Task Logs: Available in the Airflow UI under each task instance
System Logs: Accessible through Klutch.sh’s logging interface
Persistent Logs: Stored in the mounted volume at /opt/airflow/logs

Health Checks

Monitor your Airflow deployment:

Webserver health: https://example-app.klutch.sh/health
Scheduler status: Check the Airflow UI’s Admin → Status page
Database connectivity: Verify in the Airflow UI

Best Practices for Production

Use PostgreSQL Database:
- Never use SQLite in production
- Deploy a managed PostgreSQL instance
- Enable connection pooling
Secure Your Deployment:
- Set strong passwords for admin users
- Use AIRFLOW__WEBSERVER__SECRET_KEY and AIRFLOW__CORE__FERNET_KEY
- Enable authentication: AIRFLOW__API__AUTH_BACKEND=airflow.api.auth.backend.basic_auth
- Consider implementing OAuth or LDAP for enterprise environments
Scale with Celery:
- For high workloads, use CeleryExecutor
- Deploy multiple worker instances
- Use Redis or RabbitMQ as the message broker
Implement Proper Logging:
- Configure remote logging to cloud storage (S3, GCS)
- Set appropriate log retention policies
- Monitor disk usage in the logs volume
Resource Allocation:
- Allocate sufficient CPU and memory based on your DAG complexity
- Monitor resource usage and scale as needed
- Use Klutch.sh’s scaling features to adjust compute resources
DAG Best Practices:
- Keep DAGs in version control
- Use variables and connections for configuration
- Implement proper error handling and retries
- Add documentation to your DAGs
Regular Maintenance:
- Update Airflow versions regularly
- Clean up old task instances and logs
- Monitor database size and performance
- Backup your database and volumes regularly
Testing:
- Test DAGs locally before deploying
- Use Airflow’s testing utilities
- Implement CI/CD for DAG validation

Customizing Airflow with Nixpacks

While this guide focuses on Dockerfile deployments, Klutch.sh also uses Nixpacks to automatically build applications without a Dockerfile.

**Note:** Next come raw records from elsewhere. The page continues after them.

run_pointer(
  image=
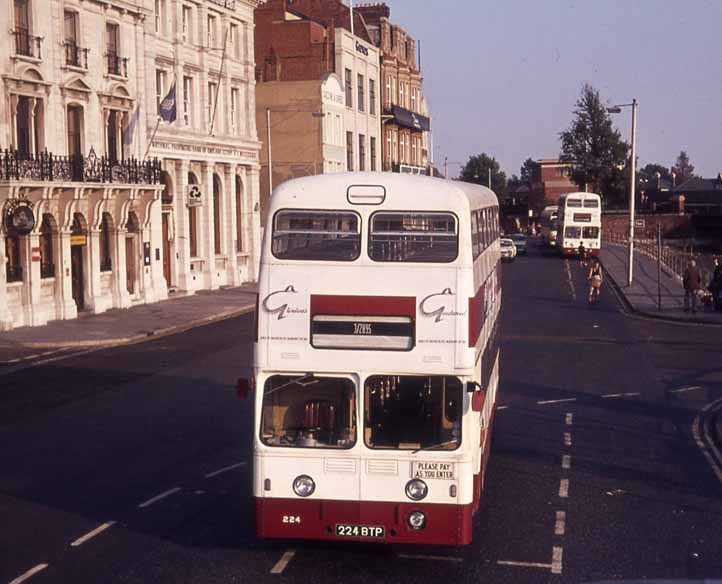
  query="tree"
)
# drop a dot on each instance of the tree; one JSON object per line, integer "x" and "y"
{"x": 476, "y": 170}
{"x": 594, "y": 148}
{"x": 683, "y": 168}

If you need to customize build or start commands when not using a Dockerfile, you can set these environment variables:

START_COMMAND: Override the default start command
BUILD_COMMAND: Override the default build command

However, for Airflow deployments, using a Dockerfile is strongly recommended for full control over the environment.

Troubleshooting

Common Issues

Webserver not starting:

Check logs in Klutch.sh dashboard
Verify database connection string
Ensure all required environment variables are set

DAGs not appearing:

Verify DAGs are in /opt/airflow/dags
Check file permissions
Look for parsing errors in logs

Database initialization fails:

Verify PostgreSQL connection
Check database credentials
Ensure database exists and user has proper permissions

Out of disk space:

Increase volume sizes for logs
Implement log rotation
Clean up old task instances

Resources

Deploying Apache Airflow on Klutch.sh provides a powerful, scalable platform for orchestrating your data workflows. With proper configuration, persistent storage, and production best practices, you can run complex DAGs reliably and efficiently.